Выйдя из гримерной, она как будто попала в раскаленную духовку. Жара облепила ее лицо, сползая на шею; быстро и неуклонно проникла к ней под одежду. «Индия, – напомнила она себе, – мы в Индии». Она забыла об этом. Трудно не обеспамятовать, когда тебя эскортируют, точно ребенка или преступника, из отеля на площадку и обратно, когда еду тебе доставляют на подносах, не спрашивая, голодна ли ты, когда дежурный на телефоне обслуживания номеров изъясняется на безупречном английском, отлично зная твои предпочтения, требования, дату рождения, твои вкусы в отношении оформления номера, ночного и постельного белья, туалетных принадлежностей, напитков, литературы и музыки.

У дверцы трейлера ее дожидался персонаж с планшетом и в наушниках. Он не приветствовал ее, зато сообщил о ней в микрофон.

– Мисс Уэллс закончила грим, – доложил он, последовав за ней, – сейчас мы направляемся на площадку, расчетное время прибытия две минуты. Ах, она остановилась, что-то подняла. Нет, мы вновь в пути. Да, прическа и грим закончены. Да.

Она прошла через скопление людей. Все они расступались при ее приближении, точно железные опилки, отталкиваемые магнитом. Они мельком смотрели на нее и мгновенно отворачивались, словно их взгляды могли разъярить ее или она могла превратить их в камень. Она подняла руку, коснулась волос. Жесткое лаковое покрытие похоже на сахарную вату. Чужая застывшая шевелюра, такими просто не могут быть ее собственные живые волосы.

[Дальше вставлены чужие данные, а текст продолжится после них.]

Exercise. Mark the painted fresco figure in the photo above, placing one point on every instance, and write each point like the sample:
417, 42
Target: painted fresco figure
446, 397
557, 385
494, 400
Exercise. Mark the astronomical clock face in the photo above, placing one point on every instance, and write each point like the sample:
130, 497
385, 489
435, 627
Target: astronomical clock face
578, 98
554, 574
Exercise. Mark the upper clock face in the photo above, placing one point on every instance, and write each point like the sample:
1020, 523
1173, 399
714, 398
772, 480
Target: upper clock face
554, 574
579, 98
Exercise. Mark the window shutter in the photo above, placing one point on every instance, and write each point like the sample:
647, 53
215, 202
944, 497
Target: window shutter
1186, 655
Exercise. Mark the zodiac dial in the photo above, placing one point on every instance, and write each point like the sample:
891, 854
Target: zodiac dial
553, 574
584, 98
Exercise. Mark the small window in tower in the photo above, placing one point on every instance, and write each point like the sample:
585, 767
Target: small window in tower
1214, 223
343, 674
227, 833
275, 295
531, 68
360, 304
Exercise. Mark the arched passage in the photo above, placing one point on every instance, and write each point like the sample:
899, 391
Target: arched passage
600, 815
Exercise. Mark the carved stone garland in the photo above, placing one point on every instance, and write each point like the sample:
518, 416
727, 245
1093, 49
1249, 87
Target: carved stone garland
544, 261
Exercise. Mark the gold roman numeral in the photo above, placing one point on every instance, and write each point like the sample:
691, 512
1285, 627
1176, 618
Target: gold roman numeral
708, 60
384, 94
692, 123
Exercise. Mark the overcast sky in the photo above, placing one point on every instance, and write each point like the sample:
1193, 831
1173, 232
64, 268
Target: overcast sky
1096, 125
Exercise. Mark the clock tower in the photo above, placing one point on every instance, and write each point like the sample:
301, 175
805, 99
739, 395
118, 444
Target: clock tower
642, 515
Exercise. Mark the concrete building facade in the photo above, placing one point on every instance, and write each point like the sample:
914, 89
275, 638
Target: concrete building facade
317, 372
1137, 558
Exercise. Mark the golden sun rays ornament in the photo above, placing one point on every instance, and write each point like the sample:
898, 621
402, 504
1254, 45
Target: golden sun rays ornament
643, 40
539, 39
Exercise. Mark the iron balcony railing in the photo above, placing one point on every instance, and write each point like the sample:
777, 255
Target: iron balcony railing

Без предупреждения кто-то появился на ее пути и что-то накинул ей на шею. Какой-то пятнистый шарф. Клодетт замедлила шаг, внимательно взглянув на эту особу в непосредственной близости. Это женщина лет двадцати с небольшим. Красивые дуги ее бровей подчеркнуты черными линиями, легкая челка, губы подкрашены фиолетово-ежевичной помадой, к воротнику приколота брошка в виде летящей птицы. Потянув концы шарфа, девушка завязала его, нахмурилась, перевязала по-другому.

– Мне нравится ваша птичка, – сказала Клодетт.

Девушка вздрогнула, словно перед ней заговорившая статуя. Ее рука взлетела к брошке.